Now that I’ve returned to the classroom, people keep asking: “How is it going?” And my answer has been pretty consistent: it’s wonderful, but it’s also kicking my proverbial rear end! It’s not like I forgot how complicated teaching was, but I didn’t expect to make so many rookie mistakes all over again.
My first rookie mistake? I totally forgot to erase things from the white board in-between classes, which gave all of the answers to the next class. Next? I forgot to take attendance – for two days (I’ve fixed this since). I didn’t even touch grading for a few weeks amidst the survival-hustle and, when I finally hunkered down to tackle it all, I realized that I had forgotten how to use the online grading program. (This took another week to figure out because I’m slow like that).
On the upshot, I have finally stopped passing out on the couch right when I get home from work… I can actually make it until at least 8pm now. Oh – and I have successfully left my classroom once during lunch to interact with other adults! It has been truly eye opening to see how the continuum from novice to expert can ebb and flow depending on years away from the classroom, teaching assignment, and campus.

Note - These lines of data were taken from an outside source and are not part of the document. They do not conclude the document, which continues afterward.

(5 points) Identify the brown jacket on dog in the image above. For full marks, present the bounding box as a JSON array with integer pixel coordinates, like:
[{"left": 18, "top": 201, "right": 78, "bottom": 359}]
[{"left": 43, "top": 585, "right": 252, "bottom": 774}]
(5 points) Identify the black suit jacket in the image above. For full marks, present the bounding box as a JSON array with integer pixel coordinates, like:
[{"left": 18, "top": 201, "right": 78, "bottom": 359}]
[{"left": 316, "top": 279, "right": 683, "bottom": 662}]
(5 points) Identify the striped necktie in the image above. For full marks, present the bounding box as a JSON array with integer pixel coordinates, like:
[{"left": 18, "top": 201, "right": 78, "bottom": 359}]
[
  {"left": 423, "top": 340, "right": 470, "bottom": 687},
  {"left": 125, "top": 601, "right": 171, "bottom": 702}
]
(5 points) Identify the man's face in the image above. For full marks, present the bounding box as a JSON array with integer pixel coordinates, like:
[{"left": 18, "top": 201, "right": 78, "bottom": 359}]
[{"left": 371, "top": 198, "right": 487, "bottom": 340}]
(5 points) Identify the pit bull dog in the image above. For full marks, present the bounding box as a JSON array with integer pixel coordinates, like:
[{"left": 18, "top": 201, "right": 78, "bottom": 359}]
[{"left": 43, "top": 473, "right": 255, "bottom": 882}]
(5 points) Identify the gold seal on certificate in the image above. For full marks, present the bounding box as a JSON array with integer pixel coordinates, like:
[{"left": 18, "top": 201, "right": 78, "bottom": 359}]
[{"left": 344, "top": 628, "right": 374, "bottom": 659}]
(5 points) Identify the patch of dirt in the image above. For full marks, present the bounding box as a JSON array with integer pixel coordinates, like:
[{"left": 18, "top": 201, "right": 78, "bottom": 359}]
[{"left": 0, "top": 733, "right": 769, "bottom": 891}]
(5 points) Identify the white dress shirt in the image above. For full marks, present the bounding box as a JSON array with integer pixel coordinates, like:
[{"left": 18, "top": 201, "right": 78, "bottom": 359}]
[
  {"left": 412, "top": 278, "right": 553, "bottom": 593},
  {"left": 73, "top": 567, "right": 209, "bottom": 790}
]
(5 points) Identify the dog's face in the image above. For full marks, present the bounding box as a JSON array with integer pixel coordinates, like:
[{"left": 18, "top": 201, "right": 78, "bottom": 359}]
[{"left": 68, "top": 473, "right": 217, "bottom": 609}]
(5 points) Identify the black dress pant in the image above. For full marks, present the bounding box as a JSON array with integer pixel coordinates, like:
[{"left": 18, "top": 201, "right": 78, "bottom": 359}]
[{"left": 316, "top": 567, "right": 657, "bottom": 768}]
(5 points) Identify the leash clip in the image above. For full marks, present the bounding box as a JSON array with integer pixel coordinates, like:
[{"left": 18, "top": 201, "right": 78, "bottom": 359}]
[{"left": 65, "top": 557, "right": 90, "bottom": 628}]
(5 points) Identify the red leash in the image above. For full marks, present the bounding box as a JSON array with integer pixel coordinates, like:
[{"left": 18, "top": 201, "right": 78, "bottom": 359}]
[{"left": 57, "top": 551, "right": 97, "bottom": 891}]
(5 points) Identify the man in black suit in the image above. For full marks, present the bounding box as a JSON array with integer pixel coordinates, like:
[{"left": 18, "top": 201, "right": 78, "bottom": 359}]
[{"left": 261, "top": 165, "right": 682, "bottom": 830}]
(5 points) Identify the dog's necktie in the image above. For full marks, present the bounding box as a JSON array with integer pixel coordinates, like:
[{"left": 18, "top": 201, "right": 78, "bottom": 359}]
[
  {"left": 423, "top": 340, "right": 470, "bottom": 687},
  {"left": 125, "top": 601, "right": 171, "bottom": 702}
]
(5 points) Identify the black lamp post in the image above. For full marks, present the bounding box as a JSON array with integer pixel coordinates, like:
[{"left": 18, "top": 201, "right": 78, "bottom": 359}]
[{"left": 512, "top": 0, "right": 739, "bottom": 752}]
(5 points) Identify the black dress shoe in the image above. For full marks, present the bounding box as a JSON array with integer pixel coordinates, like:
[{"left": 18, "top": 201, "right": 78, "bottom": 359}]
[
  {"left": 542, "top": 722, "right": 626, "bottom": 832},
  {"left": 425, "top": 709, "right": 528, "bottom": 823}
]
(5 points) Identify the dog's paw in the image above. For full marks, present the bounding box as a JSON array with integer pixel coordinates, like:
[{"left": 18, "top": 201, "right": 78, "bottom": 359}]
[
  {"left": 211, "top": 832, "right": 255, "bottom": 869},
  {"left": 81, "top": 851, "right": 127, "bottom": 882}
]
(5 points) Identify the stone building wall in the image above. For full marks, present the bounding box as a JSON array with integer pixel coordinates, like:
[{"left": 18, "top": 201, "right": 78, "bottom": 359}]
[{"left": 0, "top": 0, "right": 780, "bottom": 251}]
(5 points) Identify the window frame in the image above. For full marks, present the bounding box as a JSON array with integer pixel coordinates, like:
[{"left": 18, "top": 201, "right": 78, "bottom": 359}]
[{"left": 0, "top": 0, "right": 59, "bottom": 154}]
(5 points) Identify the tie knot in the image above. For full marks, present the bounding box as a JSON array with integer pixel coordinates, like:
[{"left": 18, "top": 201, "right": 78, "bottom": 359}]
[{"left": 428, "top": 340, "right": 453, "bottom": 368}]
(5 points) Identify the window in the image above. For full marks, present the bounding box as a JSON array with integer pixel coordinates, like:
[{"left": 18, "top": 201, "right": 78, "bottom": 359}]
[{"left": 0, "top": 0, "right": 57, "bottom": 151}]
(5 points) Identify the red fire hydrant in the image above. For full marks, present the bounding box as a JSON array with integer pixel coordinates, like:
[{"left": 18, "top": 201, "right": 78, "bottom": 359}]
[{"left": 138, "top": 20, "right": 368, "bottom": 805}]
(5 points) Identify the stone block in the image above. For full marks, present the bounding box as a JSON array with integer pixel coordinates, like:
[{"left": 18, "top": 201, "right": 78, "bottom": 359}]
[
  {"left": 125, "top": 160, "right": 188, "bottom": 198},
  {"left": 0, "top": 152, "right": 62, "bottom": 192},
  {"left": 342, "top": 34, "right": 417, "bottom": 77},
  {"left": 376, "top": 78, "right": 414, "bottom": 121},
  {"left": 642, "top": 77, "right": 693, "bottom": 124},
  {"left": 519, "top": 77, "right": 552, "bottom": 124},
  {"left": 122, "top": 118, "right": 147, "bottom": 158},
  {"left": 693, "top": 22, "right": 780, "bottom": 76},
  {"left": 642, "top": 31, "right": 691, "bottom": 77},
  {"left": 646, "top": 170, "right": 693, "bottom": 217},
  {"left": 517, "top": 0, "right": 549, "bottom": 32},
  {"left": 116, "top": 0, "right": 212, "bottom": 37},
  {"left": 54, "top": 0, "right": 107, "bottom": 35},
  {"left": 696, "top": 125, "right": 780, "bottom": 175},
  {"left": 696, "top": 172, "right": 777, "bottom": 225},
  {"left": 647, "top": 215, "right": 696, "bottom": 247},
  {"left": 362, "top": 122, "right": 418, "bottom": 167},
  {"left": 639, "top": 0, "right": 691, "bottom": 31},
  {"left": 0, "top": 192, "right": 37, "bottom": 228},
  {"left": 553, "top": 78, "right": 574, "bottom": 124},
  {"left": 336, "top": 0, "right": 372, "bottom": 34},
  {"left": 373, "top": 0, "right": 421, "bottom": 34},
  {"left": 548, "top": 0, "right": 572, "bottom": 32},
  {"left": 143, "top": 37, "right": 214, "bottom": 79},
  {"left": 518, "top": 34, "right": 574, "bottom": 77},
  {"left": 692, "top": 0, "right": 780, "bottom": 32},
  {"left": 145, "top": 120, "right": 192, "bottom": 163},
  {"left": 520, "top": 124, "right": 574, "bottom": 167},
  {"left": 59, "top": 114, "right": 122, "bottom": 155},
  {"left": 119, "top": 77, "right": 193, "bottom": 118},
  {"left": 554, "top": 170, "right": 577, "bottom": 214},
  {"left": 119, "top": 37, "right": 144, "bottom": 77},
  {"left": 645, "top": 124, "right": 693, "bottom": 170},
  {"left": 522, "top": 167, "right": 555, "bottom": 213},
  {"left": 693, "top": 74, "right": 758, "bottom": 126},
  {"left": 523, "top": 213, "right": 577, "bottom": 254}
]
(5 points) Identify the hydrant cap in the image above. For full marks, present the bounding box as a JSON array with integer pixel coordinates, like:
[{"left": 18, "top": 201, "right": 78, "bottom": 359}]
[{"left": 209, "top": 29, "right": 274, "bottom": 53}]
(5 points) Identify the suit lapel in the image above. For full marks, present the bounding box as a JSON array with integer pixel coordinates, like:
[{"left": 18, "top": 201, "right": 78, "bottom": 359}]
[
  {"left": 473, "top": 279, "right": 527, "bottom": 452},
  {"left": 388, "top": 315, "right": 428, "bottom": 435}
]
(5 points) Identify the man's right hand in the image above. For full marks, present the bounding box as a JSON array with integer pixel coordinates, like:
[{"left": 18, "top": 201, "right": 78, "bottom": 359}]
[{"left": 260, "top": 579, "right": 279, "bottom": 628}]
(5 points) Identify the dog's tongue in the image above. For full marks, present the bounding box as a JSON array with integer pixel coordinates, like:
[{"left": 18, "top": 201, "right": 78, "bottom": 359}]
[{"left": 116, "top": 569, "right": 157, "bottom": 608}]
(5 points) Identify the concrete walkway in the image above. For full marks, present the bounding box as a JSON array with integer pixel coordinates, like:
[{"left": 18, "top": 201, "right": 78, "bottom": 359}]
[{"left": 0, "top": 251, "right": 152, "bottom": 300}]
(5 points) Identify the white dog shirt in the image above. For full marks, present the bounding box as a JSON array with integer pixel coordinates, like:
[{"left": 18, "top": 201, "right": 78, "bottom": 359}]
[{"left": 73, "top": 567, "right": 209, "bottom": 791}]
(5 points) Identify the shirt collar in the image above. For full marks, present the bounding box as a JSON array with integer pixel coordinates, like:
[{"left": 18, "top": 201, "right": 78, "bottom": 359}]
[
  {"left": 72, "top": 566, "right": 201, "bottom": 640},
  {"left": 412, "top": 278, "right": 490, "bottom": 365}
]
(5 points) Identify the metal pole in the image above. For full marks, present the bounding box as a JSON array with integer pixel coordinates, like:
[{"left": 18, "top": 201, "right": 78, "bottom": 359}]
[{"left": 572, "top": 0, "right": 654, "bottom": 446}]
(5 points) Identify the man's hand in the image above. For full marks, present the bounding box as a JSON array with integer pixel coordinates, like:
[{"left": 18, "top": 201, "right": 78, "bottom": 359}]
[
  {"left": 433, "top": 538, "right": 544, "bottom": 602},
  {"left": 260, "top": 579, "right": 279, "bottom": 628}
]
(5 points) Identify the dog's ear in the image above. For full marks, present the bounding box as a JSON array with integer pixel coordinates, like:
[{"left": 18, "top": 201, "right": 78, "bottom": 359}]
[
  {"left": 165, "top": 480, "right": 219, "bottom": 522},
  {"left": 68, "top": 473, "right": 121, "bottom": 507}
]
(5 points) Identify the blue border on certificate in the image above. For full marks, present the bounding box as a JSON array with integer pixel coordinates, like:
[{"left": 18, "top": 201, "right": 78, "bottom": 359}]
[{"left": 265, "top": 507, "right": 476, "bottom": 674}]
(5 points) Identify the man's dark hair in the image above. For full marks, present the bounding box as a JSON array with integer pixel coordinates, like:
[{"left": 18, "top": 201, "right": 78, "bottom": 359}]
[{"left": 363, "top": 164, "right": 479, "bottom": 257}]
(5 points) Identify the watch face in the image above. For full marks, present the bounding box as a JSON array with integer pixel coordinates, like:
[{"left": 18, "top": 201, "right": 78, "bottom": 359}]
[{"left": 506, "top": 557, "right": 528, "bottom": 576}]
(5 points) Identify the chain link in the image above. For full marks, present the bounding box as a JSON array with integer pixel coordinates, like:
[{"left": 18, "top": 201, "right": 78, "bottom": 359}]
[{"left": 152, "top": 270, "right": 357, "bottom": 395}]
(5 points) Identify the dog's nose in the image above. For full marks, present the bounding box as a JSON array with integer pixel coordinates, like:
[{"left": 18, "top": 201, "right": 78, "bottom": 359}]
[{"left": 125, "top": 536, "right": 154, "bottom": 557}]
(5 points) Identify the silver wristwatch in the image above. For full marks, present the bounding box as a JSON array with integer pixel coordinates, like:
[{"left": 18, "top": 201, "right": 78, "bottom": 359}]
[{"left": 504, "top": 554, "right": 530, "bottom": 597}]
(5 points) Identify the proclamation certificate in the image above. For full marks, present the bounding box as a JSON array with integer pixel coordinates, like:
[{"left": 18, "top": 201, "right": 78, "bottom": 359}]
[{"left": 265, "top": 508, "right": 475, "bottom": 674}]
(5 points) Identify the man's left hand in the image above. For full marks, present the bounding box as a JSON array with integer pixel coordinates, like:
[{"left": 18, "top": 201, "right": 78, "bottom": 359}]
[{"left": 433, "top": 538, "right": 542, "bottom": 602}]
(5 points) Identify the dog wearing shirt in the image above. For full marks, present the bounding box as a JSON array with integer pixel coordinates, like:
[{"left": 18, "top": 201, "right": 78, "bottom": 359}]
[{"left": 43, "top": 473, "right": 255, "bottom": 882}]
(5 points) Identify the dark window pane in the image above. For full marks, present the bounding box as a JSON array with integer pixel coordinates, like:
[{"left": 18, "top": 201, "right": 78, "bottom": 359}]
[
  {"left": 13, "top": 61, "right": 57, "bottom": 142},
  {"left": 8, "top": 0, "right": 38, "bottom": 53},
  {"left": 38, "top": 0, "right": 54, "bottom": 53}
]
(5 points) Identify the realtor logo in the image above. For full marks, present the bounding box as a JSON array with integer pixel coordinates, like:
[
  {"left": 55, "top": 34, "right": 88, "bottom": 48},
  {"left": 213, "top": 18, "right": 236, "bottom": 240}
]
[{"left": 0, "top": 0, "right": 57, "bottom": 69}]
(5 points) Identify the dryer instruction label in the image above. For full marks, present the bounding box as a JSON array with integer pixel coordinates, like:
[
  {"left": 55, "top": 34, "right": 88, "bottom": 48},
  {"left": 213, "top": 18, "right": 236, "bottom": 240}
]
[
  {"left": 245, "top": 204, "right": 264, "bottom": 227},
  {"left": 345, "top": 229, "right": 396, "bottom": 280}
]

Thankfully, I get to attend new teacher meetings on my campus, which are required for people who have been newly hired to the district. I know, I know… I’m not exactly “new” since I previously worked an eight-year stint for the same district, but I have to admit that I am glad this policy is in place because the meetings have saved my sanity! Knowing that I have a safe place to be around others struggling with similar newbie issues (like inhaling lunch on the way to find a working copy machine and adjusting bladder strength to get through the day) is immensely comforting.
As I finish the current grading period, I’m drinking lots of Airborne to stave off the annual cold until I can get to Fall Break and slip into a blissful, much-needed slumber. And as I move into the next grading period, I will keep hugging students at the door each day, will keep my classroom well stocked with antibacterial facial tissue and hand sanitizer, and will try to leave my classroom at least once per week to eat lunch with others instead of using it as an additional prep period. Though this newbie is exhausted, her heart is full and all is right in the universe.
Comments 4
Wonderful! So happy to see how well things are going for you. You are truly inspiring.
I’m glad your “heart is full”! That’s the best part of the job and makes up for a lot of nights of passing out at 8PM!
You know, this really speaks to something I’ve been thinking about lately: No matter how long you’ve been teaching, it really makes a difference to get together with other teachers, struggle openly, and preserve the sanity. I started a support group for teachers this semester–and have to selfishly admit that I’m getting at least as much out of it as they are! Teaching really is a team sport- no matter how long you’ve been in the game!
I am also a newbie, again, this year after 20 years in the classroom. Full time English Language Development in (never say never) Junior HIgh. It is hurting my pride more than I thought it would, to swallow the FACT that it REALLY IS like being a first year teacher all over again. Yes, I come into the position with skills and dispositions a newbie would not, but those feelings of bewilderment, exhaustion, and possible inadequacy are hard to take. I am finding myself doing a lot of positive self-talk… it definitely helps. My goal this quarter is to eat lunch with adults. Hasn’t happened yet, so GOOD JOB. Hang in there, Chica!